The prime minister Andrej Babiš was halfway through an interview last March when he was told somebody had officially changed the name of his country to Czechia.

“Who changed it? You changed it?”, Babiš said to his aides, swinging around in his chair.

One of the aides stepped forward and quietly explained that the U.N. had acceded to a proposal to recognize the Czech Republic under the new name.

“I didn’t know this. I don’t like it at all,” he said, in the interview with The Wall Street Journal.

“It’s because then you will confuse Czechia, Chechnya, I don’t know. I don’t like this. We are Czech Republic. We are Czechs. And I don’t know who came with such a stupid idea. Crazy.”

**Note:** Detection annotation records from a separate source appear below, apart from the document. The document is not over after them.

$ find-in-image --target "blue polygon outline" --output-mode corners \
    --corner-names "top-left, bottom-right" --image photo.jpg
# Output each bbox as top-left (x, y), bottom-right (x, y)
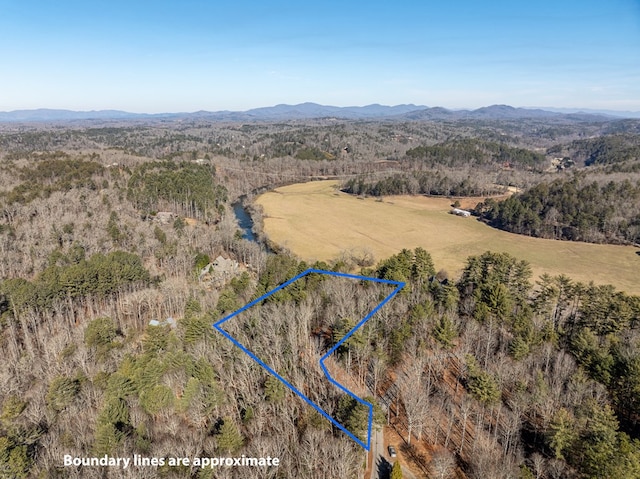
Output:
top-left (213, 268), bottom-right (405, 451)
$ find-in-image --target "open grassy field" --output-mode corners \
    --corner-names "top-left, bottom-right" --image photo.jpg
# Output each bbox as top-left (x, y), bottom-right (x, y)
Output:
top-left (256, 181), bottom-right (640, 294)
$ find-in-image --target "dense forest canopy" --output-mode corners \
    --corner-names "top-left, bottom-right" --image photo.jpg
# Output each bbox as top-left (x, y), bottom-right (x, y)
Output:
top-left (0, 119), bottom-right (640, 479)
top-left (476, 175), bottom-right (640, 244)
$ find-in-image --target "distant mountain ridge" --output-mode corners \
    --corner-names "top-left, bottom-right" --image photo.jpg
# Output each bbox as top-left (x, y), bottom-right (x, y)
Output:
top-left (0, 102), bottom-right (640, 123)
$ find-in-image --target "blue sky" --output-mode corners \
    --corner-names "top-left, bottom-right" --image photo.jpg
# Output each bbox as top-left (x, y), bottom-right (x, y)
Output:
top-left (0, 0), bottom-right (640, 113)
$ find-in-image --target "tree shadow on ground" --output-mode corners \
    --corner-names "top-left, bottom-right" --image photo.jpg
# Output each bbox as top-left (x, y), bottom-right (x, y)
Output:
top-left (376, 456), bottom-right (392, 479)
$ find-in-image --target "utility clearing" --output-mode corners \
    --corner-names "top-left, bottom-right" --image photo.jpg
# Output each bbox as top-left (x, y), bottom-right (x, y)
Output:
top-left (256, 180), bottom-right (640, 294)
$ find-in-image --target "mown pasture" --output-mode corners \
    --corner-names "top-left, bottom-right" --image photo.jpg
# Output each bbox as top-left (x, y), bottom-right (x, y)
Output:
top-left (256, 181), bottom-right (640, 294)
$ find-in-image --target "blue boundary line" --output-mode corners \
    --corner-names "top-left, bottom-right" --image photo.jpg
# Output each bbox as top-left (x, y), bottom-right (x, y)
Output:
top-left (213, 269), bottom-right (405, 451)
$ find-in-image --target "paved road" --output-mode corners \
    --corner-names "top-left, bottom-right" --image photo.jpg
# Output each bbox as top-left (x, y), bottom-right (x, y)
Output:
top-left (371, 429), bottom-right (391, 479)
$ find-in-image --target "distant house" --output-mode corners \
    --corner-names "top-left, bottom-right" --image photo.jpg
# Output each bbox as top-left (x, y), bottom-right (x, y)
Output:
top-left (450, 208), bottom-right (471, 218)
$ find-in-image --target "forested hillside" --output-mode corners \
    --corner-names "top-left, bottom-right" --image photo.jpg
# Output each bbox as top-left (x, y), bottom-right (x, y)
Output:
top-left (0, 120), bottom-right (640, 479)
top-left (476, 175), bottom-right (640, 244)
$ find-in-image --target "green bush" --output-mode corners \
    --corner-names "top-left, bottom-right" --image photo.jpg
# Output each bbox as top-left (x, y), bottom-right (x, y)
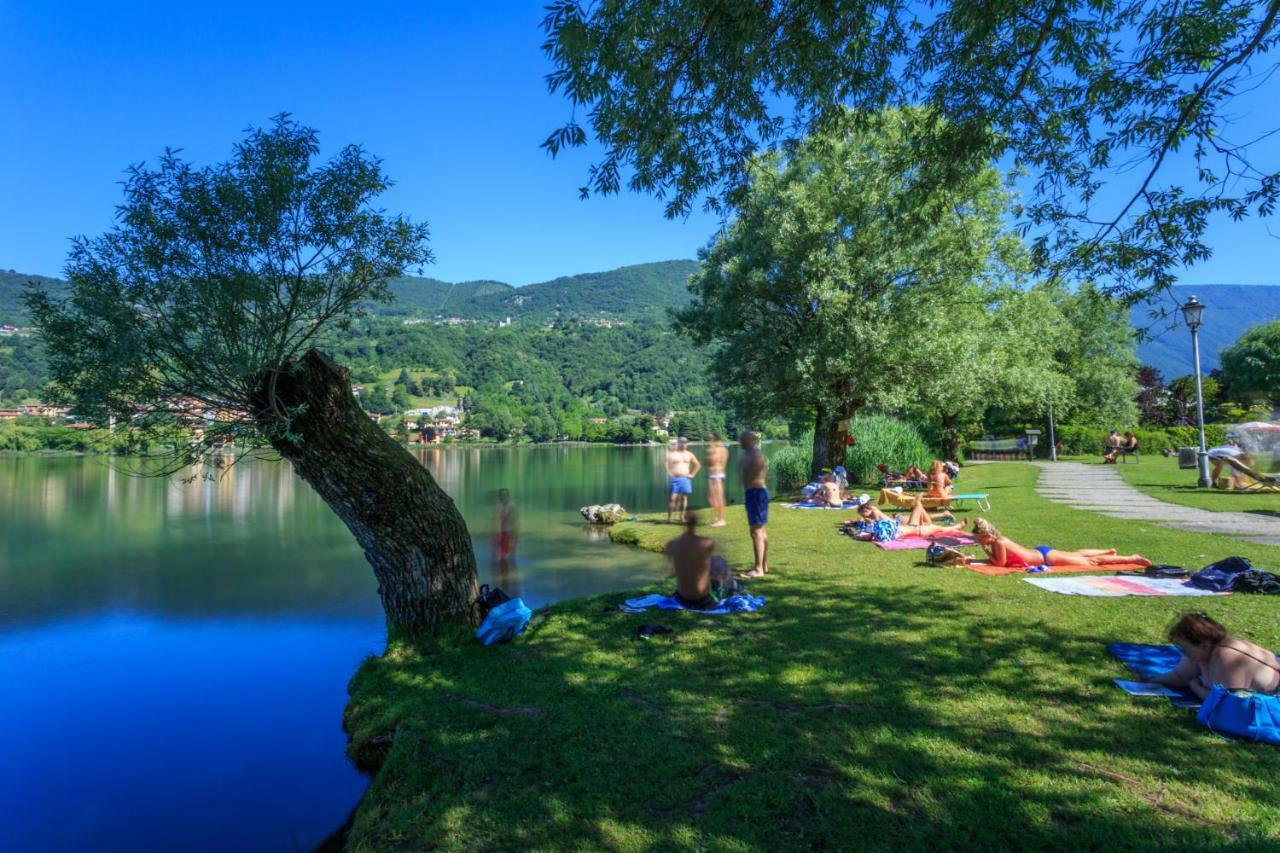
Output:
top-left (845, 415), bottom-right (934, 483)
top-left (769, 430), bottom-right (813, 491)
top-left (1043, 424), bottom-right (1228, 456)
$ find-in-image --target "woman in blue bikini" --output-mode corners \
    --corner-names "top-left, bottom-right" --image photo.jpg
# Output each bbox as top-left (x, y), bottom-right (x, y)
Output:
top-left (973, 519), bottom-right (1151, 569)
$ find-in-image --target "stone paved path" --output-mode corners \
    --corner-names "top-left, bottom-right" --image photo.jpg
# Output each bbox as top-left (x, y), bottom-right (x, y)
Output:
top-left (1036, 462), bottom-right (1280, 546)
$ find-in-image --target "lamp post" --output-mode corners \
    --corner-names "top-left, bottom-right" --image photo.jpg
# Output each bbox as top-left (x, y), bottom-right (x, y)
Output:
top-left (1183, 296), bottom-right (1212, 489)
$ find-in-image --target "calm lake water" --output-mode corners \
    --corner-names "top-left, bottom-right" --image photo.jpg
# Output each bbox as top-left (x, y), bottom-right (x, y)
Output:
top-left (0, 447), bottom-right (762, 852)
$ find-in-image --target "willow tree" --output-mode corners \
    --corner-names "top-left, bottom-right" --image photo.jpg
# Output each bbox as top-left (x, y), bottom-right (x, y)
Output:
top-left (27, 115), bottom-right (476, 633)
top-left (544, 0), bottom-right (1280, 298)
top-left (678, 109), bottom-right (1021, 470)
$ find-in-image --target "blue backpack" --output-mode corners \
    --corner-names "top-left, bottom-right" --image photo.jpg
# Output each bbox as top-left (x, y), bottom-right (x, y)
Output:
top-left (1196, 684), bottom-right (1280, 747)
top-left (476, 598), bottom-right (534, 646)
top-left (1190, 557), bottom-right (1253, 592)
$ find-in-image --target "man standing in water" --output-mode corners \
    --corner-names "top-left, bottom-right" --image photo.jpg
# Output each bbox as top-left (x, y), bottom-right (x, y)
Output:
top-left (667, 437), bottom-right (703, 524)
top-left (707, 433), bottom-right (728, 528)
top-left (737, 429), bottom-right (769, 578)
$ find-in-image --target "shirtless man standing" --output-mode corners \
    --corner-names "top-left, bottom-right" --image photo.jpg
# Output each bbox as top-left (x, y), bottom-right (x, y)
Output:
top-left (707, 433), bottom-right (728, 528)
top-left (667, 438), bottom-right (703, 524)
top-left (737, 429), bottom-right (769, 578)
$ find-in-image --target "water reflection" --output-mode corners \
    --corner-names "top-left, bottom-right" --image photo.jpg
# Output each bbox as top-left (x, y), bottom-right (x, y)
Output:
top-left (0, 447), bottom-right (757, 850)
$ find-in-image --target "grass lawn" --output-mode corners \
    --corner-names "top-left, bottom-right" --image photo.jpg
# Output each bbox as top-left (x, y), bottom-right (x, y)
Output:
top-left (346, 460), bottom-right (1280, 850)
top-left (1088, 455), bottom-right (1280, 516)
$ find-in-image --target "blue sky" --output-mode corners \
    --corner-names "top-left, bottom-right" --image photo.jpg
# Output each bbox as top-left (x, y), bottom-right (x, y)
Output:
top-left (0, 0), bottom-right (1280, 284)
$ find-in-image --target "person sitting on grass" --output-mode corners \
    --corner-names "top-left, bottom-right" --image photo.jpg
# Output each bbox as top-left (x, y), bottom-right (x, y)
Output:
top-left (925, 460), bottom-right (951, 498)
top-left (663, 510), bottom-right (718, 610)
top-left (1153, 612), bottom-right (1280, 699)
top-left (965, 519), bottom-right (1151, 569)
top-left (854, 494), bottom-right (960, 542)
top-left (809, 474), bottom-right (845, 507)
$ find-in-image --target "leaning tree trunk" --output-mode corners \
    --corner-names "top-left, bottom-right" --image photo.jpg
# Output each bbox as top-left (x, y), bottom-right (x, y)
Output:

President Zeman prefers Czechia, a centuries-old name that he said sounds nicer, and more evocative.

“I am strongly against,” said Mr. Babiš, the prime minister, whose stationery retains the name Czech Republic. Mr. Babiš heads the government and constitutionally holds more power than President Zeman.

“The prime minister has a different opinion than the president. This is freedom and democracy. That is all,” said the president’s spokesman Jiří Ovčáček.

The United Nations officially calls the country Czechia, as does internet giant Google. In communities such as online guide Wikitravel, contributors are changing the name back and forth with increasing frequency. At the moment, the name appears as the “Czech Republic.”

“We rarely use the short name and personally I can’t remember the last time I have used it in my remarks,” U.S. Ambassador Stephen King said recently. “I know that in all official communications we use Czech Republic as do I believe most Czechs.”

In 2013, when Zeman won the presidency, convinced the government to send a notification to the U.N. to start using the new name in official documents and databases.

A U.N. information bulletin published at the time claimed that the first recorded use of the name Czechia was in 1634 in Latin, centuries before the country even existed. The U.N. hasn’t updated its social media accounts even though it has had four years to make the changes.